The original binary search algorithm in the JDK used 32-bit integers and had an overflow bug if (low + high) > INT_MAX
(http://googleresearch.blogspot.com/2006/06/extra-extra-read-all-about-it-nearly.html).
If we rewrote the same binary search algorithm using (signed) 64-bit integers, can we assume that low + high
will never exceed INT64_MAX because it’s physically impossible to have 10^18 bytes of memory?
When using (signed) 64-bit integers to represent physical quantities, is it reasonable to assume underflow and overflow can’t happen?
13
The short answer is no. However, for some applications your assumption might be correct.
Assuming a signed int, 2^63, with commas added for some clarity, = 9,223,372,036,854,775,808. So it’s roughly 9 * 10^18. 10^18 is an “Exa”.

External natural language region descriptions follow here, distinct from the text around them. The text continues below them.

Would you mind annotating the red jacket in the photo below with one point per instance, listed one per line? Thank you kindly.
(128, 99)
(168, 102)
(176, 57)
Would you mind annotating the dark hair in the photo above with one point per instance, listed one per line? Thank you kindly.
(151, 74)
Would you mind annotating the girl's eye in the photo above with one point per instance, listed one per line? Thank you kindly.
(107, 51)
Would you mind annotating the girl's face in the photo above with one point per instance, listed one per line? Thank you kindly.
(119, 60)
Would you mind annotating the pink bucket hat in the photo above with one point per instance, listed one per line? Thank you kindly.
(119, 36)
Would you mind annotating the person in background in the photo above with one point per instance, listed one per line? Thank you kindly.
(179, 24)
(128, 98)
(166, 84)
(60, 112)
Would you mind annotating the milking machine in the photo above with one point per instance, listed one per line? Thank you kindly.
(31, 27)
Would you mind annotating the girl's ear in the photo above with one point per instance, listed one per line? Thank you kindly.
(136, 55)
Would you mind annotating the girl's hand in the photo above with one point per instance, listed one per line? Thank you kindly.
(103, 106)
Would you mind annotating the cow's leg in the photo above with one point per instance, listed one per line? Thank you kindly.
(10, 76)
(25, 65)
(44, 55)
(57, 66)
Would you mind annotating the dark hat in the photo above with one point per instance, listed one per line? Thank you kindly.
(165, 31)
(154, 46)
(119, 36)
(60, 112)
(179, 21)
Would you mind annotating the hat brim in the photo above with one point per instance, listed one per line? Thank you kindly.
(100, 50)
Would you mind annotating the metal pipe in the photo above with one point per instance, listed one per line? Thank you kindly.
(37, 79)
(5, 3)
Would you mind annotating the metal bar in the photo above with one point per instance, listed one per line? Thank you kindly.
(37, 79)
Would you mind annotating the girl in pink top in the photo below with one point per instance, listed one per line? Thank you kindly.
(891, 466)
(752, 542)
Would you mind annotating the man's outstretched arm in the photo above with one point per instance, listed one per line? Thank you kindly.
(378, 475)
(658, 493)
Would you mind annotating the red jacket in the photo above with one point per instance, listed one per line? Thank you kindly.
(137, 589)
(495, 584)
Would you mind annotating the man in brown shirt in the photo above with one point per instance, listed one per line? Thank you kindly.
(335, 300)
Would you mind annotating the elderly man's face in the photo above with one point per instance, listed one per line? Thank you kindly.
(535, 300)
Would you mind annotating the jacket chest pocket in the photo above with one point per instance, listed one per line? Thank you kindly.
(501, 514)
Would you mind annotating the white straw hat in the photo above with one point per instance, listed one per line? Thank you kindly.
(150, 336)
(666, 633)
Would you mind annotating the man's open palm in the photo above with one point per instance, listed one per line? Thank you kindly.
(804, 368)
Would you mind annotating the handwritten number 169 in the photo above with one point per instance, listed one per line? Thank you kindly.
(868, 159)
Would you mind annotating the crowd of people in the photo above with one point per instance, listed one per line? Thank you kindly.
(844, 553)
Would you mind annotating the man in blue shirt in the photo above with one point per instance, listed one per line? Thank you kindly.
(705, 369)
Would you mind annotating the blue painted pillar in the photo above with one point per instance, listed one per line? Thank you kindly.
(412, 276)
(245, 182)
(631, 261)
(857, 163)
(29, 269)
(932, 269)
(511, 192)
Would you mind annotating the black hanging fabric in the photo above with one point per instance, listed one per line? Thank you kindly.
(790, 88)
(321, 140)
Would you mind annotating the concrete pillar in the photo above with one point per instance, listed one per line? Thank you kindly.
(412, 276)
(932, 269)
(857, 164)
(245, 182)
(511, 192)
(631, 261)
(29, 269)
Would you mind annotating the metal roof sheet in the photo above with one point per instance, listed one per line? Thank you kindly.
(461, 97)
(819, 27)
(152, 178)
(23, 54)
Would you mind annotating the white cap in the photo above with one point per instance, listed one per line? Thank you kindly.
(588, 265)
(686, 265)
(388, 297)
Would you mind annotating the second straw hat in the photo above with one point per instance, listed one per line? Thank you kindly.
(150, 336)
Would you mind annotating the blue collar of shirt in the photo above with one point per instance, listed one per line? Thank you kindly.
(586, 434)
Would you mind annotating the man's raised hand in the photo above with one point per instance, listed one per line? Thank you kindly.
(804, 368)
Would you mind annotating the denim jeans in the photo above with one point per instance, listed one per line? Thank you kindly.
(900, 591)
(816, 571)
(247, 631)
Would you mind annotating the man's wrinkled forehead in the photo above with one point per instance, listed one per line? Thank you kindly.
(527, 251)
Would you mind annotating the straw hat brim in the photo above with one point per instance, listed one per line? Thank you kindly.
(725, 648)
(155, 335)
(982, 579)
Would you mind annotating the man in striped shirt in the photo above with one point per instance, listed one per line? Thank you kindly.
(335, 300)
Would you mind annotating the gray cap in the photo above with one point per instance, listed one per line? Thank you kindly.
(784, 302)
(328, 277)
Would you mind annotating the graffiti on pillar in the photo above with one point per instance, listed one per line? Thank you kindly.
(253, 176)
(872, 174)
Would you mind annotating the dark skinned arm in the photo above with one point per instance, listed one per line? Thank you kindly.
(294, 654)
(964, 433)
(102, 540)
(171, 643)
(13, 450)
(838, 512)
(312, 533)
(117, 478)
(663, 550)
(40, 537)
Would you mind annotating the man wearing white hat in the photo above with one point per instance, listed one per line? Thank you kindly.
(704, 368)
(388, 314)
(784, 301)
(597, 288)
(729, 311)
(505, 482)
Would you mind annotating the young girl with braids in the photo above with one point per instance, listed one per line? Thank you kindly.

Wikipedia says “As of 2013, the World Wide Web is estimated to have reached 4 zettabytes.[12]”, which is 4000 Exabytes. Therefore, the WWW is roughly 400 times larger than 2^63 bytes.
Therefore, there is at least one physical quantity that is much larger than a signed (or unsigned) 64 bit integer. Assuming that your units are bytes. If your units were something much larger, like GigaBytes, then you’d be o.k., but your precision of measurement would be low.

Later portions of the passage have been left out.